第3話
「今年の花壇は何を植える?」
「そうね……ダリアとかは?」
「ポピーもいいかも。あと、ワレモコウにルドベキア。好きなんでしょう?」
開店準備をしながら、私たちは次に植える植物の相談をしていた。随分長い間、品揃えを変えていないことに気が付いたからだ。
別世界から間引いてきた草花は、この国ではほぼ年中花を咲かせられる。それでも時々は花壇を一新して気分を変えたいので、一気に植替えをするのが習慣だった。
ルドベキア。その名を聞くと、まだ体が強張ってしまう。昔、メイと一緒に育てたお気に入りの花だった。
無言の私に気付かないまま、リナが言葉を続ける。
「でも私は、白いハナズオウが好きだわ。大きくて植えにくいけれどね」
薄く微笑みながらそう言った。ハナズオウは、大きな木に白やピンクの花を付ける。小さな店では、育てるとなれば確かに難しかった。
「もう少しお店が大きくなれば植えたらいいわ」
最近はもう少し仕事の幅を増やせるように、私は少し高度な魔術を、リナは経営を学んでいた。近いうちに、何かを始めてもいいかもしれない。
そう思って私が言うと、リナは目を丸くして振り返った。心底意外そうな表情だった。
「どうしたの?」
「……ううん、何でもない。いつか植えましょうね」
はにかんだリナに抱き締められた暖かさに、少し違和感を感じてしまう。忘れたつもりでも、やはり縛られているのかもしれない。

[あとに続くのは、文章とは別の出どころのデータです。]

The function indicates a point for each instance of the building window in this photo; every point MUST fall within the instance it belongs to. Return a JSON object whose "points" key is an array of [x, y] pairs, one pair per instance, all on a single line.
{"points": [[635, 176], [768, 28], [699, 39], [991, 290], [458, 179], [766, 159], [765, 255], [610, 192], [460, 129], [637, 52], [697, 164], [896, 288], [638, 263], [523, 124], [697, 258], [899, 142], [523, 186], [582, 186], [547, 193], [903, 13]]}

あの日以降、私は努めて明るく振る舞っていた。出来るだけ行動的に、利発に見えるように。
そうしているとき、いつも脳裏には彼女の姿があった。私がこんな人間だから駄目なのだと、考え続けていた。私が無能だからと。もう彼女がいなくても、駄目なままではいけないと思った。
彼女がいる間は少しましだった劣等感も、つい再燃しかけたけれど、今更何を嘆いたところで意味なんかあるはずもない。
そう信じて封じ続けたつもりだったのに。